Today, however, “The demography is changing,” Cheslock said. The majority of patients being treated at the center are American citizens who have lost jobs, and therefore, health insurance.
That, Cheslock said, is “A reflection of our times.”
The doctors say they’re also dealing with increasing “complexity of care — treating patients with chronic conditions, including more than 300 with diabetes, who must take medication regularly and require frequent follow-ups to prevent or forestall complications.
In the past, Cheslock said, there was sometimes a “backlash” against the facility from those who criticized the fact that it was treating undocumented aliens.

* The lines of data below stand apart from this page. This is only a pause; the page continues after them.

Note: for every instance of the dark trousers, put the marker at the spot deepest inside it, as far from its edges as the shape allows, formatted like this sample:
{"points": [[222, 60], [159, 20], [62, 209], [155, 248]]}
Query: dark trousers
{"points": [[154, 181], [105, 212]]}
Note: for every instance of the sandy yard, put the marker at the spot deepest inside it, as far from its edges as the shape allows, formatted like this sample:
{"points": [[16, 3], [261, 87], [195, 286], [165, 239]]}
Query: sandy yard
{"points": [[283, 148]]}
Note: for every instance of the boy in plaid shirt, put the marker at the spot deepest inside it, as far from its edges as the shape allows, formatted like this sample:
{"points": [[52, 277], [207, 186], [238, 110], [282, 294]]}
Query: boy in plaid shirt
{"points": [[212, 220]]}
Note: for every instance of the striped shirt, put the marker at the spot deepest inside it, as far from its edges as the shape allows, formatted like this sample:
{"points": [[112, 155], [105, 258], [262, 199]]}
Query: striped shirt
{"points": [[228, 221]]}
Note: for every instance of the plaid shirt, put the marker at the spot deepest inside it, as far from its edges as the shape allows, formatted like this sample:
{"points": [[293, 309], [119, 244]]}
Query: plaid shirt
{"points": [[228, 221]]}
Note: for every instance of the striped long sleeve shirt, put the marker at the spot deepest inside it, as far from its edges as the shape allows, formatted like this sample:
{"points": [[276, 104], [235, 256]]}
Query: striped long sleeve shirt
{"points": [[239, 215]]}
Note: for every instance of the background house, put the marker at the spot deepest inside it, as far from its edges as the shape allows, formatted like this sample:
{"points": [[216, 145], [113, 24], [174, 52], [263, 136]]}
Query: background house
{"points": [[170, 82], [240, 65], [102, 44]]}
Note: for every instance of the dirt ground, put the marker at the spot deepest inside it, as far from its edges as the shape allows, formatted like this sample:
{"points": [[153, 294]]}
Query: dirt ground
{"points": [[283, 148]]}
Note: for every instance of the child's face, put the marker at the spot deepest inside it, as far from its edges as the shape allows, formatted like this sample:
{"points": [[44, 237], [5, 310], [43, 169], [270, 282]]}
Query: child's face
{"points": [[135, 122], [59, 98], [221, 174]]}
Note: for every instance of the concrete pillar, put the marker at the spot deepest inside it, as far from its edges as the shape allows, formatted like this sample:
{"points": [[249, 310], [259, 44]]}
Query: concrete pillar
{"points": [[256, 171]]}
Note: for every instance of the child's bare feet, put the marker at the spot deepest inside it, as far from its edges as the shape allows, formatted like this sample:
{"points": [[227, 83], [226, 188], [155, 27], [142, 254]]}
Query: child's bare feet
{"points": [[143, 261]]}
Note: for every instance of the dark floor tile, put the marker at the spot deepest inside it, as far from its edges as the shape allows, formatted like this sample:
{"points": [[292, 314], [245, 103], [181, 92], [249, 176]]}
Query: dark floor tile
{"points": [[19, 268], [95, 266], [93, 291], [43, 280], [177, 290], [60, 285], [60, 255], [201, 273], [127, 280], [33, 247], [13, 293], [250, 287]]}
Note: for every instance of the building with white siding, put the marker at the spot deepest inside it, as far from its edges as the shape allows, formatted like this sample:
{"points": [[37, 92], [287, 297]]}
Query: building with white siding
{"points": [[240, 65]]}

“These are people with needs,” and needs that aren’t addressed here at the facility will have to be met later, with more complicated and expensive treatment,” Carman said
Hospital emergency departments are required by law to treat emergency conditions. For the indigent and uninsured, that cost is underwritten by hospital charity care, which is ultimately subsidized by the taxpayers, Carman explained. And that, he said, amounts to “10 times the cost,” than addressing the condition much sooner here at the facility. “The message is pay now or pay later,” he said.
The center already spends about $100,000 for prescription medications (though they do receive some assistance from the large pharmaceutical firms, “After much paperwork,” Cheslock said), which is taxing to the facility’s approximately $1 million annual budget.
The Parker Family Health Center, as it faces growing demand, could use more volunteers from the medical profession.
Carman suggested state lawmakers provide some incentive, such as a tax deduction for malpractice insurance costs, or other motivators, to encourage doctors to give of their time.
Cheslock, a retired oncologist, and Carman, a retired gastroenterologist, talked of when they were young practicing physicians. “We grew up in a time when taking care of people for nothing was expected,” Cheslock remembered. They believe doctors would continue to do so, if the health care system was designed to accommodate it.“ I still believe there is a flicker of idealism, a desire to give back,” he said.